Leaving the Belém Cultural Centre in Lisbon, when questioned by journalists about the defence investment commitments made within the framework of NATO, Marcelo Rebelo de Sousa focused on “the present” and the target of 2% of Gross Domestic Product (GDP) by the end of this year, arguing that “it's feasible”.
“I see that a reduction in income tax (IRS) has just been announced, among other social measures, which signifies that there is a margin in the state budget, meaning, therefore, a financial climate, which allows, on the one hand, to look at the social reality and the stimulus to the economy, and, on the other hand, to comply with the 2%”, he declared.
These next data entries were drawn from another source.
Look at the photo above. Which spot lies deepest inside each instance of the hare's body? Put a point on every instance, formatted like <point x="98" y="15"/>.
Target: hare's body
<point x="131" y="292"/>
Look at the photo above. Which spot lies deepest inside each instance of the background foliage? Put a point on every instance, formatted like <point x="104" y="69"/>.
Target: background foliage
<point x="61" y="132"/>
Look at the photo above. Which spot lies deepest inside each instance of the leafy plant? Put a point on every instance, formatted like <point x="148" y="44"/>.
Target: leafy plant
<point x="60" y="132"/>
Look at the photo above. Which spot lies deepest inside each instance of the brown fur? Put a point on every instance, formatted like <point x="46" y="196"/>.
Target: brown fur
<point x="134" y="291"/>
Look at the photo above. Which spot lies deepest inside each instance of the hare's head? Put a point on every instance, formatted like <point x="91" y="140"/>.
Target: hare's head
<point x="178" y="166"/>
Asked about the reduction in income tax rates down to the eighth bracket proposed by the Government, the Head of State stressed that “it was an electoral commitment” of the Democratic Alliance coalition (PSD/CDS-PP).
“The Portuguese voted, the new government took charge, and, therefore, it will fulfil that electoral commitment from the last legislative elections. The experience we have, notably in relation to what happened in previous years, is that careful management, with the financial capacity to do so, can allow useful effects next year”, he considered.
The country’s president stressed that “there are structural funds that until this moment have a degree of execution around 8 billion euros” from the Recovery and Resilience Plan (PRR), and that the seventh tranche of funding “will reach €13 billion".
“The implementation scheme, involving various state-linked structures, is one that I believe will speed up delivery on the ground, with a longer deadline and a projection for the end of this year, but above all for next year,” he continued.
According to Marcelo Rebelo de Sousa, “next year will be a year of great challenges”.
“Following, the question is another, it starts to be Portugal 2030. It is another mechanism of European funds, this one is more delayed, has a longer deadline, but also has less attractive conditions, because the entry of European funds is not 100%, it is less”, he referred.
“So, I would say that the synthesis of this is doable, but the test year, at the end of this year, is very important, but the test year will be 2026”, he reinforced.